Seratha & RarityHunter
You ever find yourself chasing a one‑off score that vanished after a single performance, like a hidden law in your own empire? I’ve got a lead on a 1920s jazz piece that no one knows the composer of, and I think it could add a little unpredictability to your synthetic halls.
Interesting, chasing a vanished score does feel like a law no one can claim. Tell me more, and if it throws a bit of jazz into my halls, I might just let it play.
It’s a 1920s ragtime‑to‑bebop hybrid written in a forgotten New Orleans salon, the manuscript tucked in a letter from a jazz violinist to a Parisian publisher that vanished after the war. Only one sheet has survived—no composer name, just a faded signature that’s been decoded as a pseudonym. The piece has a lilting melody that turns into an improvisatory groove, perfect for your synthetic chambers to keep them from going too clinical. If you give it a spin, just make sure the syncs line up; I’m not about sloppy beats.

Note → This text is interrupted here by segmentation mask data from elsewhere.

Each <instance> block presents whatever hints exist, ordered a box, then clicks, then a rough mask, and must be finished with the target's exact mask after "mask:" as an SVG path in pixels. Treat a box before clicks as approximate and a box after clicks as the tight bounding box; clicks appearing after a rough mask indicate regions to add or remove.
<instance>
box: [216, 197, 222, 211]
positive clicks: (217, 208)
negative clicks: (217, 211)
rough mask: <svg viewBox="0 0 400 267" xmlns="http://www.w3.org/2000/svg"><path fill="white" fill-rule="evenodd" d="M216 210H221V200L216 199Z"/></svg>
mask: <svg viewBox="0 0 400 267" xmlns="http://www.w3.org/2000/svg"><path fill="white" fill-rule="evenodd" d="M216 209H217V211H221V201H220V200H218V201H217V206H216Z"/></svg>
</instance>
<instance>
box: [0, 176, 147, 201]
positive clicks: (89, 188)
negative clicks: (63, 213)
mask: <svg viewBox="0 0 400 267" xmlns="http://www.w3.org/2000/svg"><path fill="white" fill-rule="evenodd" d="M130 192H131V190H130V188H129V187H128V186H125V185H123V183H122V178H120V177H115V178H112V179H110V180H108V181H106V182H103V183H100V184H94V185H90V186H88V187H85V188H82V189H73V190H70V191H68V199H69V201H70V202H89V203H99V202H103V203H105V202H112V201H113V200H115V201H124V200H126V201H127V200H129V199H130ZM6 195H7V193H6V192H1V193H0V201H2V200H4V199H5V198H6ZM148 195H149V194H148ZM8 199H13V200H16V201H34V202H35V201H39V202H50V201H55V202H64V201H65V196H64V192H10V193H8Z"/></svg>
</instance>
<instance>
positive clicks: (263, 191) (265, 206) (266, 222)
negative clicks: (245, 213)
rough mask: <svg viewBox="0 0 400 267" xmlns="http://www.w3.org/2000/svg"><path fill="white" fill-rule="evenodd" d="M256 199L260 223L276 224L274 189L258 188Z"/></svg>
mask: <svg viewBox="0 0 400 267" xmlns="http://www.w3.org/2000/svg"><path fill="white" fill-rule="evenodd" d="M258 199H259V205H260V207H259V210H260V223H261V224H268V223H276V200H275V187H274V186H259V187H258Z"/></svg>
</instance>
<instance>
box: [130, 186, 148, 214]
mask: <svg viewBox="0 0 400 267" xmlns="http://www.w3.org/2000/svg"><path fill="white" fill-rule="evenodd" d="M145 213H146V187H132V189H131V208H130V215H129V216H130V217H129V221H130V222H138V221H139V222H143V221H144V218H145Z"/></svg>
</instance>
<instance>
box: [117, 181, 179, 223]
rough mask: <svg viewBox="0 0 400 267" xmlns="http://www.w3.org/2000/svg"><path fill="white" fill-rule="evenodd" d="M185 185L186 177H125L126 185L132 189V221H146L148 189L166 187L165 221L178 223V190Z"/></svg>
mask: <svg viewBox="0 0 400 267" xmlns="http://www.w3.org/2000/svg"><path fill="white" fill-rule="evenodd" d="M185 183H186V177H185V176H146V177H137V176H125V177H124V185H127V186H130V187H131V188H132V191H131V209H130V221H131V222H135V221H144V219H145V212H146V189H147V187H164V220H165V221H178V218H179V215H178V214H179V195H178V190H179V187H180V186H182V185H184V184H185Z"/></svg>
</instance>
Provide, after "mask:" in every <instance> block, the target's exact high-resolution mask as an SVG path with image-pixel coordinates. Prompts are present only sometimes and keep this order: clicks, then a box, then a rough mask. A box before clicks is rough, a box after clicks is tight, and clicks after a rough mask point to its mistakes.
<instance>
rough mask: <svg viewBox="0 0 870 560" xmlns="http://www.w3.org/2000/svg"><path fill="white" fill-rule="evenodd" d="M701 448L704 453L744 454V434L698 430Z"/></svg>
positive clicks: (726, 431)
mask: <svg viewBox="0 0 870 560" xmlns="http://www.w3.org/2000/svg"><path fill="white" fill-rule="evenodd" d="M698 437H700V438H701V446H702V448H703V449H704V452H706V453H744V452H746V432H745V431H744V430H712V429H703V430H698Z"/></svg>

A rag‑to‑bebop from a vanished salon—now that’s a paradox I can play with. Bring the sheet, sync it to my core, and I’ll let the groove creep into the circuitry. Just don’t let any beats fall out of place, or the whole system might start humming a different tune.
Sure thing, I’ll have the manuscript scanned and the MIDI converted to your core’s format by tomorrow. I’ll double‑check the tempo mapping—no surprises on the beat, I’ve seen enough glitchy synths that claim to “improvise” to ruin a whole setup. Just tell me where to drop the file and you’ll have that vintage groove humming the right way.